Di Thomas Mackinson per Il Fatto Quotidiano
Dal Tesoro assicurano che si tratta solo di una “svista”, un errore che risale all’insediamento del nuovo governo. Fatto sta che lo strumento-bussola che doveva servire a monitorare i trasferimenti dello Stato per far fronte ai crediti delle imprese è fermo, incredibilmente, da quattro mesi. “Il prossimo aggiornamento è previsto per il 23 aprile 2014” si legge sul sito del Mef appositamente dedicato al pagamento dei debiti delle amministrazioni pubbliche. Ma la verità, forse, è un’altra. Il buio sui pagamenti effettivi è anche un modo per non smentire l’ottimismo che il presidente del Consiglio Matteo Renzi sparge da mesi su un tema che nel frattempo è esploso, diventando emergenza per l’economia del Paese, fardello intollerabile sulla ripresa, ferita aperta alle regole del mercato e ai principi dello Stato di diritto, zavorra che affonda il debito pubblico. Difficile, per chi ha promesso tanto, spiegare che a fronte di tutto questo un credito su due è ancora da pagare.
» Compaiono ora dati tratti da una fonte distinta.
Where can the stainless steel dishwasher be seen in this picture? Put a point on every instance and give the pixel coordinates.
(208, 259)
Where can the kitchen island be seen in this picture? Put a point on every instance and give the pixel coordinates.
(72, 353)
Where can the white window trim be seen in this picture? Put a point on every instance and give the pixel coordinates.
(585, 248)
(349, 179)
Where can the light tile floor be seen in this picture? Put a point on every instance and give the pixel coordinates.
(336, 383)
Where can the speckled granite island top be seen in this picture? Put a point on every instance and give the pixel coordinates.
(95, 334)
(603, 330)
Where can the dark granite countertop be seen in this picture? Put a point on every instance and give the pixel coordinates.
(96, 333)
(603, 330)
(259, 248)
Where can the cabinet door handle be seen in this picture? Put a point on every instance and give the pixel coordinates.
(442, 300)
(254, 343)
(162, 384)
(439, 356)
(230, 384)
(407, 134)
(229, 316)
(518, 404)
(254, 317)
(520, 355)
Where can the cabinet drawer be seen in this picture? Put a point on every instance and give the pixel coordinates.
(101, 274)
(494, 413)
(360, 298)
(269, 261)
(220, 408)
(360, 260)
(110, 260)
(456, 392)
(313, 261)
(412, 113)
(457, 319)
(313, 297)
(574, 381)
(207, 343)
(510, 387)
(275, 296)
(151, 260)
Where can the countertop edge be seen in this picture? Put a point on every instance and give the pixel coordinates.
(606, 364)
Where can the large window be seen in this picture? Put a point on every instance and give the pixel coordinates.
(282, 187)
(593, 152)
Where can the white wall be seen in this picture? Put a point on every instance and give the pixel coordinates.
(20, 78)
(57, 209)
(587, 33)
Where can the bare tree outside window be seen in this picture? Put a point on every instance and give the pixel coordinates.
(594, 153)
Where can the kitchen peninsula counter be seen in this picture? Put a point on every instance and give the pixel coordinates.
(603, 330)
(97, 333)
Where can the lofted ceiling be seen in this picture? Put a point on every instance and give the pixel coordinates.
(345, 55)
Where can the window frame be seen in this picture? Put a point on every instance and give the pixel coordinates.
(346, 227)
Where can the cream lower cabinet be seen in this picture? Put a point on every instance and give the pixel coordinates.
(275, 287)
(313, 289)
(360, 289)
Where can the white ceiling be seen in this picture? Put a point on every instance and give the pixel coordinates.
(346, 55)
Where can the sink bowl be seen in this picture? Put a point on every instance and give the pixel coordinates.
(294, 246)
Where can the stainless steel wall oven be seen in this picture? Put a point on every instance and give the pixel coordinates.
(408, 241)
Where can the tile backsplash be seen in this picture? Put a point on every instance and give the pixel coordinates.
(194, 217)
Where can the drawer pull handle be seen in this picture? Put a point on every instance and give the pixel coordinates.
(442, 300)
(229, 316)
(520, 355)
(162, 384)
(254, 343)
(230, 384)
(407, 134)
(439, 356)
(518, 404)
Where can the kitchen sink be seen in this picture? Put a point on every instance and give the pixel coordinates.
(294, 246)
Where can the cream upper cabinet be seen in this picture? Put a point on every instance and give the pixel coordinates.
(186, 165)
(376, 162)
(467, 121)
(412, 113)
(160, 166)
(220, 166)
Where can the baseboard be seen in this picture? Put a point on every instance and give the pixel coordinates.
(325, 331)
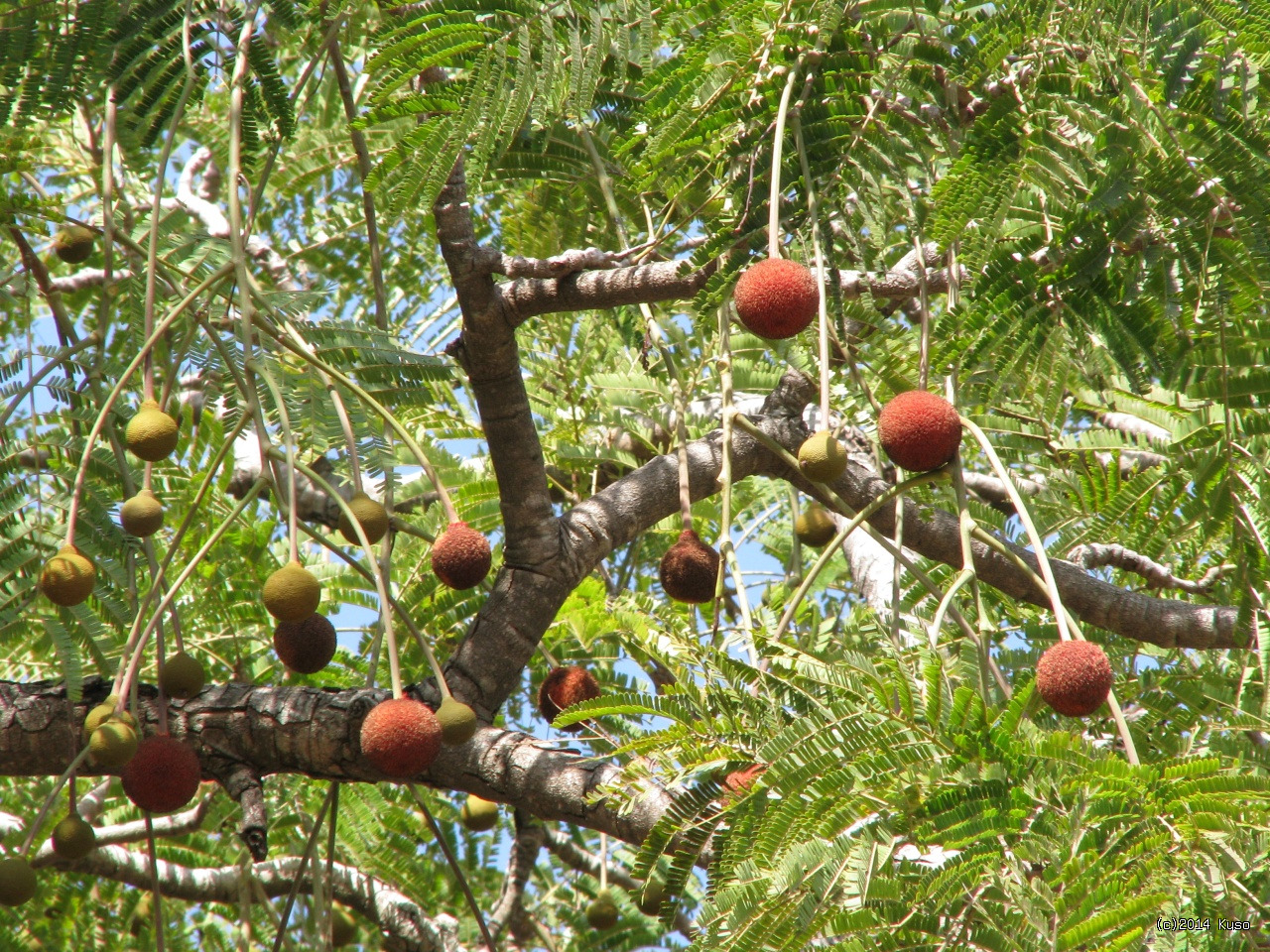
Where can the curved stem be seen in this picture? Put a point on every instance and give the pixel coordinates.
(1025, 518)
(99, 422)
(774, 209)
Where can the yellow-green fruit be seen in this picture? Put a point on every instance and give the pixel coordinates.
(151, 434)
(372, 517)
(479, 815)
(343, 928)
(457, 722)
(73, 244)
(143, 515)
(651, 897)
(67, 578)
(822, 457)
(815, 526)
(17, 881)
(291, 594)
(182, 676)
(73, 838)
(113, 744)
(602, 911)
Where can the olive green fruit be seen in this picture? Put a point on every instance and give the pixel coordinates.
(651, 896)
(151, 434)
(815, 526)
(822, 457)
(457, 722)
(67, 578)
(479, 815)
(73, 838)
(17, 881)
(113, 744)
(73, 244)
(182, 676)
(602, 911)
(372, 517)
(143, 515)
(291, 594)
(343, 927)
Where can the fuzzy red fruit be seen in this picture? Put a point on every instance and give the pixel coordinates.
(740, 780)
(163, 775)
(305, 647)
(776, 298)
(690, 570)
(400, 738)
(566, 687)
(461, 556)
(920, 430)
(1075, 678)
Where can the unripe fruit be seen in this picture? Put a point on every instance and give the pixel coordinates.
(73, 838)
(113, 744)
(293, 593)
(457, 722)
(461, 556)
(602, 911)
(182, 676)
(815, 526)
(104, 712)
(151, 434)
(73, 244)
(1075, 678)
(651, 896)
(566, 687)
(343, 928)
(67, 578)
(372, 517)
(920, 430)
(17, 881)
(400, 738)
(479, 815)
(822, 457)
(305, 647)
(143, 515)
(690, 570)
(163, 775)
(776, 298)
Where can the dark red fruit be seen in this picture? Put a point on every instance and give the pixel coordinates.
(566, 687)
(776, 298)
(920, 430)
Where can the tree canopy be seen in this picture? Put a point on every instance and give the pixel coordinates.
(456, 315)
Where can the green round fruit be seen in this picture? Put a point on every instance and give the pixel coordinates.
(73, 838)
(17, 881)
(372, 517)
(182, 676)
(143, 515)
(113, 744)
(602, 911)
(73, 244)
(457, 722)
(479, 815)
(822, 457)
(815, 527)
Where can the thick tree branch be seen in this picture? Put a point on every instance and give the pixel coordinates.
(373, 898)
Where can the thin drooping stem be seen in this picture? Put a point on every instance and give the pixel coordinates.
(1029, 526)
(813, 206)
(104, 413)
(852, 525)
(453, 865)
(774, 209)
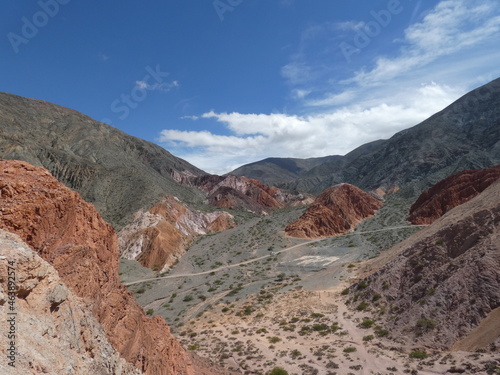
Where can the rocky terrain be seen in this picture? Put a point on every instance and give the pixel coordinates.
(56, 332)
(157, 238)
(70, 235)
(465, 135)
(442, 283)
(451, 192)
(242, 193)
(118, 173)
(335, 211)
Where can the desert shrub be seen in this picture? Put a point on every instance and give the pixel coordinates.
(367, 323)
(418, 354)
(362, 284)
(362, 306)
(424, 324)
(380, 332)
(278, 371)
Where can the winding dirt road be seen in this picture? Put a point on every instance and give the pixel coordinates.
(223, 268)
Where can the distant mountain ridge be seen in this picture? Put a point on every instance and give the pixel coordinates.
(464, 135)
(118, 173)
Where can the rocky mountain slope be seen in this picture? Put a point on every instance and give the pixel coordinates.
(234, 192)
(157, 238)
(451, 192)
(443, 282)
(336, 210)
(70, 235)
(465, 135)
(56, 333)
(118, 173)
(290, 171)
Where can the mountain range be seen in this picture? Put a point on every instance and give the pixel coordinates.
(464, 135)
(248, 241)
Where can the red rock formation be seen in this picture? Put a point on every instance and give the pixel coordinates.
(55, 330)
(336, 210)
(234, 192)
(442, 284)
(451, 192)
(158, 237)
(70, 234)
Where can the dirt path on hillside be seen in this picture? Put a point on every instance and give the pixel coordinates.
(223, 268)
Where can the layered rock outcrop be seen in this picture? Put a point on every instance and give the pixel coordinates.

L’ultima fotografia è dunque quella relativa alle azioni dei governi precedenti, i decreti Monti (dl 35/2013) e Letta (102/2013) relativi ai debiti accertati al 31 dicembre 2012, per i quali sono stati messi sul piatto 47 miliardi di euro da erogare nel biennio 2013-2014. Racconta che di quella massa finanziaria immessa nel circuito delle pubbliche amministrazioni è stata pagata una quota pari a 23,5 miliardi, altrettanto (22 miliardi) era da pagare nel 2014. Delle liquidazioni successive non si ha più notizia. Le slide bollinate dal Ministero si sono fermate, in barba alle buone pratiche di trasparenza ed efficienza. Da allora, fa sapere il Mef, a fronte di 56.839 milioni di euro stanziati, i pagamenti effettivi registrati ammontano oggi a 26.139 milioni. In pratica la metà dei crediti esigibili al 31 dicembre 2013 è ancora tutta da saldare. Le sole liquidazioni spendibili, in altre parole, sono ancora riferibili alle azioni dei precedenti governi. Da quello incarica sono piovute invece sopratutto promesse. “Paghiamo tutto entro luglio”, annunciava mesi fa il capo del governo. Anzinò, entro settembre. E ora che siamo vicini all’ennesima scadenza, è partita la caccia al Tesoro per trovare i 31 miliardi che servono a tenere fede all’ultima promessa: pagare tutto entro due mesi.
La bomba dei debiti e l’esplosione degli annunci
Il fatto è che su su via XX Settembre sembra si sia abbattuta la “bomba” Renzi. Impossibile, anche per i tecnici del Mef, star dietro ai proclami del nuovo presidente del Consiglio. Matteo Renzi ne ha collezionati una serie, salvo procrastinarli di mese in mese. Premier da tre giorni, a Ballarò annunciava che “La Cassa Depositi e Prestiti in 15 giorni permetterà di sbloccare i 60 miliardi che sono bloccati per i debiti della P.A”. Due settimane dopo, all’uscita da un Cdm, confermerà lo sblocco “immediato e totale dei debiti della P.a”, ma per i 22 miliardi già stanziati dal governo Letta, mentre altri “68 miliardi li pagheremo entro luglio”. Cioè cinque mesi dopo rispetto al primo impegno. Ma non è poi un problema, perché il giorno dopo Renzi cambia poltrona e versione. Da Bruno Vespa torna sul tema, procrastinando lo sblocco al 21 di settembre. “Per San Matteo, ultimo giorno d’estate, se ci riusciamo lei va in pellegrinaggio a piedi da Firenze a Monte Senario”, dirà al conduttore.
Tra i debiti scaduti nel 2013 uno su due è ancora da pagare
Mercoledì scorso, in audizione al Senato, il ragioniere generale dello Stato Daniele Franco ha diffuso però alcuni numeri che confermano il ritardo nelle liquidazioni delle fatture. Tra il 2013 e 2014 (vedi Tavolo 1) sono stati stanziati 56,8 miliardi di euro, le risorse assegnate sono state pari a 43,1 miliardi e quelle rese effettivamente disponibili 30, cioè il 63% del totale. I pagamenti effettuati sono stati invece pari a 26,1 miliardi di euro. In pratica, meno della metà dello stock di debito accumulato nel 2013 è stato pagato, anche se i soldi (teoricamente) sono disponibili. ”Nei prossimi mesi ci sarà un aumento significativo dell’entità pagata”, ha spiegato Franco, conteggiando in 75 miliardi lo stock del debito pregresso (per la Banca d’Italia erano 91, ma il dato contiene anche i debiti non scaduti).